Commit 54a611b6 authored by Liam R. Howlett's avatar Liam R. Howlett Committed by Andrew Morton

Maple Tree: add new data structure

Patch series "Introducing the Maple Tree"

The maple tree is an RCU-safe range based B-tree designed to use modern
processor cache efficiently.  There are a number of places in the kernel
that a non-overlapping range-based tree would be beneficial, especially
one with a simple interface.  If you use an rbtree with other data
structures to improve performance or an interval tree to track
non-overlapping ranges, then this is for you.

The tree has a branching factor of 10 for non-leaf nodes and 16 for leaf
nodes.  With the increased branching factor, it is significantly shorter
than the rbtree so it has fewer cache misses.  The removal of the linked
list between subsequent entries also reduces the cache misses and the need
to pull in the previous and next VMA during many tree alterations.

The first user that is covered in this patch set is the vm_area_struct,
where three data structures are replaced by the maple tree: the augmented
rbtree, the vma cache, and the linked list of VMAs in the mm_struct.  The
long term goal is to reduce or remove the mmap_lock contention.

The plan is to get to the point where we use the maple tree in RCU mode.
Readers will not block for writers.  A single write operation will be
allowed at a time.  A reader re-walks if stale data is encountered.  VMAs
would be RCU enabled and this mode would be entered once multiple tasks
are using the mm_struct.

Davidlor said

: Yes I like the maple tree, and at this stage I don't think we can ask for
: more from this series wrt the MM - albeit there seems to still be some
: folks reporting breakage.  Fundamentally I see Liam's work to (re)move
: complexity out of the MM (not to say that the actual maple tree is not
: complex) by consolidating the three complimentary data structures very
: much worth it considering performance does not take a hit.  This was very
: much a turn off with the range locking approach, which worst case scenario
: incurred in prohibitive overhead.  Also as Liam and Matthew have
: mentioned, RCU opens up a lot of nice performance opportunities, and in
: addition academia[1] has shown outstanding scalability of address spaces
: with the foundation of replacing the locked rbtree with RCU aware trees.

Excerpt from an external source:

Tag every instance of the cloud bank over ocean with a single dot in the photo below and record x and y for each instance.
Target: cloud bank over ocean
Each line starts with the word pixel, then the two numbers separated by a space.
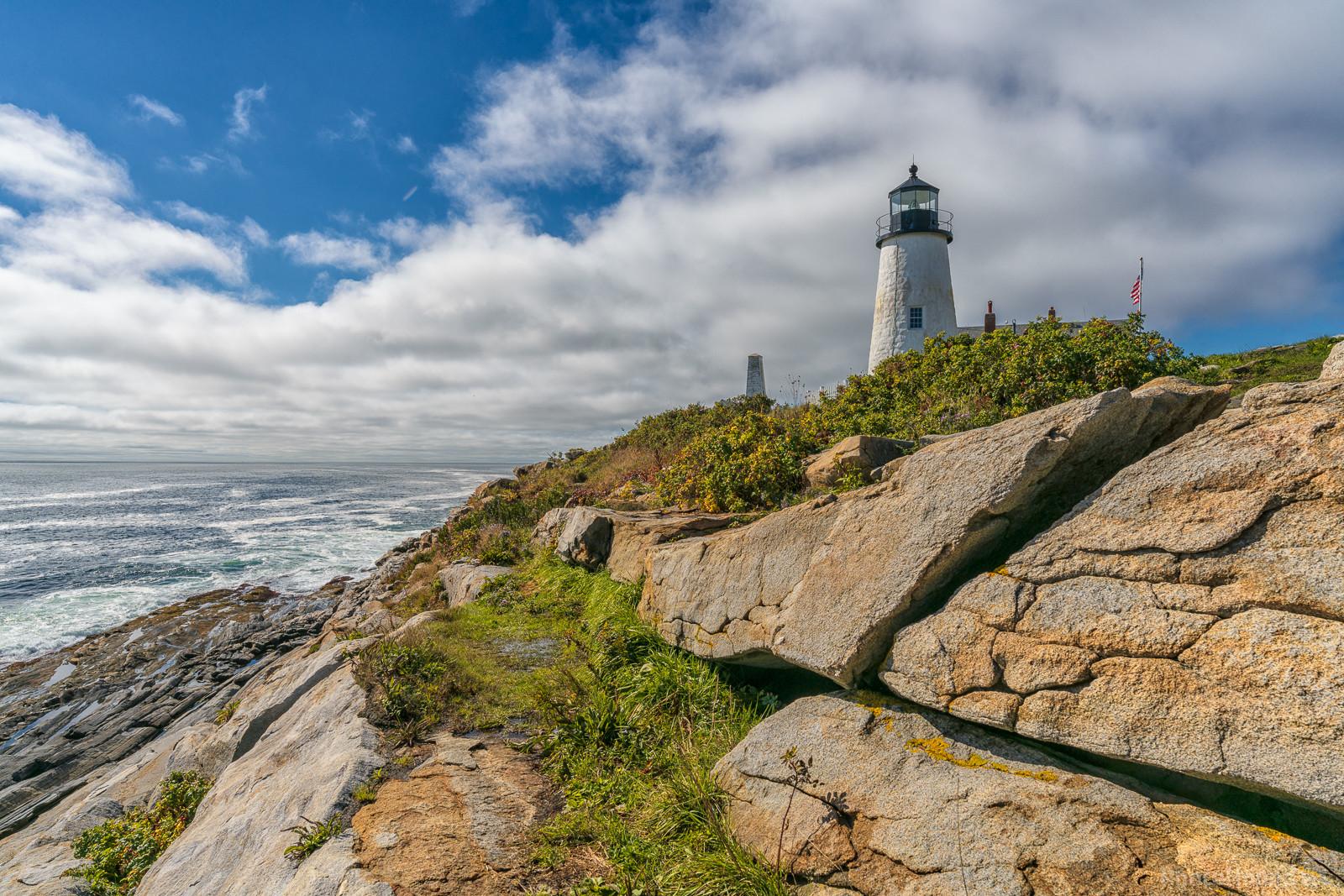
pixel 746 154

A similar work has been discovered in the academic press

	https://pdos.csail.mit.edu/papers/rcuvm:asplos12.pdf

Sheer coincidence.  We designed our tree with the intention of solving the
hardest problem first.  Upon settling on a b-tree variant and a rough
outline, we researched ranged based b-trees and RCU b-trees and did find
that article.  So it was nice to find reassurances that we were on the
right path, but our design choice of using ranges made that paper unusable
for us.

This patch (of 70):

The maple tree is an RCU-safe range based B-tree designed to use modern
processor cache efficiently.  There are a number of places in the kernel
that a non-overlapping range-based tree would be beneficial, especially
one with a simple interface.  If you use an rbtree with other data
structures to improve performance or an interval tree to track
non-overlapping ranges, then this is for you.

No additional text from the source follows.